Movie Review: Kill The Messenger
When I was a little kid and saw The Karate Kid for the first time (obviously, the Ralph Macchio version, not the Jaden Smith version), the movie immediately made me want to learn karate. same with Top Gun. After that, I wanted to fly airplanes, wear Aviator sunglasses, and have a cool nickname like Ace or Torpedo or something.
I had thought maybe Kill The Messenger might do the same thing for being a journalist. But not so much. This is a good movie, but it’s not exactly feel-good pro-journalism material.
If you know the true tale of Gary Webb, you know things don’t end well for our hero. If you don’t know, I won’t spoil anything further.
Kill The Messenger tells the story of journalist Gary Webb, who uncovered facts that the CIA was bringing drugs into the US, and using those profits to fund a war in Nicaragua.

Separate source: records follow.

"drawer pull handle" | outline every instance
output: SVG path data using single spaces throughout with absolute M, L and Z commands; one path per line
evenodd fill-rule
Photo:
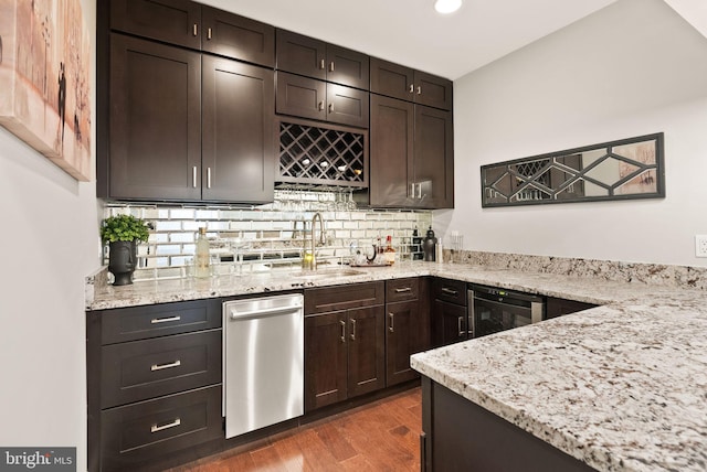
M 181 419 L 177 418 L 172 422 L 168 422 L 167 425 L 162 425 L 162 426 L 152 425 L 150 427 L 150 432 L 163 431 L 163 430 L 169 429 L 169 428 L 176 428 L 179 425 L 181 425 Z
M 150 371 L 152 372 L 163 371 L 166 368 L 179 367 L 180 365 L 181 365 L 181 361 L 175 361 L 169 364 L 152 364 L 152 366 L 150 367 Z
M 181 320 L 181 317 L 177 315 L 177 317 L 169 317 L 169 318 L 152 318 L 152 320 L 150 321 L 151 324 L 159 324 L 159 323 L 169 323 L 170 321 L 179 321 Z

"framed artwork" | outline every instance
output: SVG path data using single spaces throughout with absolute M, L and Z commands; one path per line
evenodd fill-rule
M 91 36 L 80 0 L 0 0 L 0 125 L 91 180 Z

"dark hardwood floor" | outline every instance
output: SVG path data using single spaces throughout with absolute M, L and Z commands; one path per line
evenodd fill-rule
M 169 472 L 419 471 L 421 431 L 418 387 Z

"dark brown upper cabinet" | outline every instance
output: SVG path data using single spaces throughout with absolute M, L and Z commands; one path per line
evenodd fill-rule
M 278 114 L 368 128 L 368 92 L 282 71 L 276 74 Z
M 272 202 L 273 71 L 209 55 L 202 61 L 201 199 Z
M 275 67 L 275 28 L 205 6 L 201 15 L 203 51 Z
M 107 175 L 98 174 L 98 196 L 272 202 L 273 74 L 112 34 Z
M 276 32 L 277 68 L 320 81 L 369 89 L 366 54 L 285 30 Z
M 371 94 L 371 206 L 454 206 L 452 112 Z
M 451 110 L 452 82 L 371 57 L 371 92 L 429 107 Z
M 201 6 L 188 0 L 110 0 L 112 30 L 199 50 L 200 24 Z
M 201 199 L 201 54 L 113 34 L 108 82 L 108 176 L 98 175 L 98 196 Z
M 188 0 L 110 0 L 110 29 L 275 66 L 275 29 Z

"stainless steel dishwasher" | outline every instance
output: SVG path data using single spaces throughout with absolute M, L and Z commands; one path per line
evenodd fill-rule
M 223 303 L 225 437 L 304 414 L 304 297 Z

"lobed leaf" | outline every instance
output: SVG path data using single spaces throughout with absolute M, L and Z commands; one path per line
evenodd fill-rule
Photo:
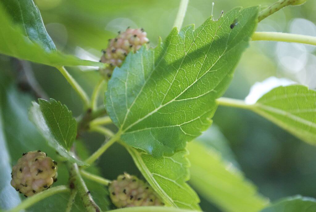
M 260 212 L 313 212 L 316 211 L 316 199 L 297 195 L 282 199 Z
M 167 206 L 200 210 L 198 197 L 185 183 L 190 178 L 186 150 L 157 158 L 125 146 L 143 176 Z
M 56 50 L 46 31 L 40 12 L 31 0 L 3 1 L 0 3 L 0 40 L 2 41 L 0 42 L 0 53 L 55 67 L 106 65 Z
M 316 145 L 316 91 L 299 85 L 280 86 L 251 109 L 298 138 Z
M 224 211 L 257 212 L 268 204 L 255 186 L 231 163 L 226 163 L 214 149 L 199 142 L 188 144 L 190 184 L 204 198 Z
M 130 54 L 109 81 L 106 106 L 127 144 L 155 156 L 183 149 L 211 124 L 257 23 L 234 8 L 196 29 L 173 29 L 154 49 Z M 231 28 L 232 23 L 238 24 Z
M 83 162 L 75 158 L 67 151 L 68 147 L 65 147 L 65 146 L 70 146 L 66 144 L 69 144 L 72 142 L 72 141 L 70 142 L 70 140 L 66 141 L 66 138 L 73 139 L 74 138 L 73 135 L 75 136 L 76 134 L 73 132 L 70 133 L 69 135 L 68 134 L 68 131 L 70 130 L 70 130 L 73 131 L 74 130 L 74 124 L 71 124 L 70 122 L 74 120 L 72 116 L 71 118 L 69 117 L 71 115 L 71 113 L 67 110 L 66 113 L 65 114 L 64 110 L 65 109 L 65 106 L 63 106 L 60 103 L 57 103 L 54 100 L 51 102 L 52 103 L 52 104 L 48 105 L 43 102 L 41 104 L 40 102 L 40 105 L 33 102 L 29 112 L 30 119 L 37 127 L 50 146 L 54 148 L 61 155 L 73 163 L 76 163 L 78 165 L 88 165 Z M 57 109 L 54 109 L 54 111 L 50 111 L 52 108 L 53 109 L 54 105 L 57 106 Z M 52 108 L 50 108 L 52 106 Z M 64 120 L 59 116 L 63 113 L 68 116 L 68 117 L 66 116 Z M 62 118 L 61 120 L 60 119 L 61 118 Z M 67 123 L 67 120 L 70 122 Z M 61 126 L 59 125 L 59 122 L 61 122 L 60 123 L 62 124 Z M 66 124 L 64 128 L 63 125 L 64 124 Z M 76 126 L 76 125 L 75 125 L 75 126 Z M 75 128 L 76 128 L 76 127 L 75 127 Z M 65 134 L 66 136 L 64 137 Z

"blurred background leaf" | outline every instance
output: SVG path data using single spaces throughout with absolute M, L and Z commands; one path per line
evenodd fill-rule
M 282 199 L 260 212 L 313 212 L 316 211 L 316 199 L 298 195 Z
M 255 212 L 268 204 L 255 187 L 213 149 L 195 141 L 188 144 L 193 188 L 224 211 Z

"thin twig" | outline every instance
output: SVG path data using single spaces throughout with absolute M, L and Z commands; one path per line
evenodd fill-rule
M 77 190 L 78 195 L 82 202 L 87 212 L 100 212 L 99 206 L 94 202 L 90 191 L 86 185 L 79 171 L 76 164 L 68 164 L 69 171 L 69 181 L 70 188 Z
M 186 12 L 186 9 L 188 8 L 188 4 L 189 3 L 189 0 L 181 0 L 179 6 L 179 10 L 177 14 L 177 17 L 174 21 L 173 24 L 173 27 L 177 27 L 178 30 L 180 30 L 182 27 L 182 24 L 183 23 L 183 19 L 185 16 Z
M 252 40 L 298 43 L 316 46 L 315 37 L 282 32 L 256 32 L 252 35 Z
M 289 5 L 295 5 L 297 2 L 299 1 L 300 0 L 279 0 L 260 12 L 258 16 L 258 20 L 259 22 L 260 22 L 284 7 Z
M 80 170 L 80 173 L 84 178 L 105 185 L 108 185 L 109 184 L 112 182 L 110 180 L 91 174 L 82 170 Z

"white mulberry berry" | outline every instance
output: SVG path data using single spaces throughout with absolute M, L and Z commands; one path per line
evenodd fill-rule
M 113 180 L 109 190 L 112 202 L 118 208 L 164 204 L 150 186 L 126 173 Z
M 24 153 L 12 168 L 11 185 L 26 197 L 46 189 L 57 181 L 57 163 L 40 150 Z
M 135 52 L 142 45 L 149 42 L 147 35 L 143 28 L 128 28 L 125 32 L 119 32 L 116 38 L 109 40 L 107 48 L 102 50 L 103 54 L 100 60 L 100 62 L 109 65 L 100 69 L 101 74 L 106 77 L 110 77 L 114 68 L 121 66 L 130 52 Z

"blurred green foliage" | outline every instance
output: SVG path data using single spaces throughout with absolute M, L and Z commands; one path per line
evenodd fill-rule
M 107 40 L 116 32 L 128 26 L 143 27 L 152 46 L 158 36 L 164 38 L 170 32 L 176 16 L 179 1 L 170 0 L 37 0 L 48 34 L 57 49 L 82 59 L 82 50 L 95 61 L 101 56 Z M 213 15 L 219 17 L 237 6 L 260 4 L 263 8 L 273 0 L 214 0 Z M 302 18 L 316 22 L 316 2 L 308 1 L 303 5 L 283 9 L 260 22 L 258 30 L 285 32 L 289 30 L 291 20 Z M 211 15 L 211 1 L 191 0 L 184 26 L 199 26 Z M 253 42 L 243 55 L 235 76 L 224 96 L 243 99 L 251 86 L 274 75 L 291 77 L 282 71 L 275 53 L 276 42 Z M 311 54 L 314 55 L 315 52 Z M 0 55 L 0 64 L 5 74 L 19 79 L 19 67 L 16 60 Z M 4 65 L 4 64 L 6 64 Z M 50 97 L 67 105 L 77 116 L 82 107 L 78 97 L 55 68 L 32 64 L 35 77 Z M 69 69 L 78 83 L 91 94 L 100 77 L 95 71 L 82 72 L 80 67 Z M 4 81 L 1 81 L 4 85 Z M 102 103 L 100 100 L 100 104 Z M 30 106 L 29 105 L 29 106 Z M 279 127 L 251 112 L 219 107 L 214 123 L 227 139 L 235 158 L 246 177 L 252 181 L 259 192 L 273 201 L 286 196 L 300 194 L 316 196 L 316 147 L 299 140 Z M 113 129 L 115 128 L 113 127 Z M 104 141 L 103 136 L 86 133 L 83 139 L 91 152 Z M 205 161 L 207 162 L 207 161 Z M 113 179 L 126 171 L 141 178 L 130 156 L 122 147 L 115 145 L 98 161 L 103 175 Z M 205 211 L 220 211 L 201 198 Z

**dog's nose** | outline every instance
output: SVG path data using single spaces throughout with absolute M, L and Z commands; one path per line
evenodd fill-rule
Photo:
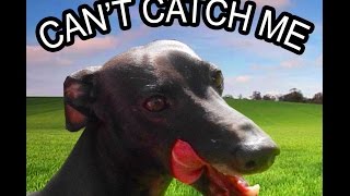
M 236 169 L 241 173 L 256 173 L 267 170 L 272 166 L 275 157 L 280 154 L 280 148 L 271 139 L 257 143 L 243 144 L 235 150 Z

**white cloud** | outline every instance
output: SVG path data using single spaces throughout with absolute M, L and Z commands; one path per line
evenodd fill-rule
M 237 83 L 247 83 L 250 81 L 250 78 L 252 78 L 252 76 L 249 76 L 249 75 L 240 75 L 240 76 L 235 77 L 235 81 Z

This, in turn, became a media storm that lead to the conclusion that the government intentionally addicted African-American communities to crack.
The movie focuses on how publishing these articles affected Webb and his life, how other news outlets tried to discredit him. But it features mostly scenes from Webb’s home life, how he and his family are affected by everything going on.
The film plays out largely in microcosm with Webb and his son. It’s a movie about integrity. While it does have a lot of those “journalism thriller” clichés like “I won’t stop until the world knows the truth!” that you can smell coming a mile away, it works well at telling the smaller story of a man whose life falls apart and how he desperately tries to keep it together, to keep going, to keep exposing lies.
It’s a star-stuffed movie, with all kinds of big-name cameos like Michael Sheen, Andy Garcia, the terrifically-underrated Oliver Platt.
Interspersed throughout is real-life footage from news reports of that time, to drive home the fact that (at least some of) this actually happened. There’s a lot to be angry about here, and that’s one of the main takeaways of the movie.
Overall, it’s a pretty good film. Doesn’t break any barriers, will certainly make you a little more suspicious of American government and the news media (if you weren’t enough already), but it’s not the best movie you’ll see this year.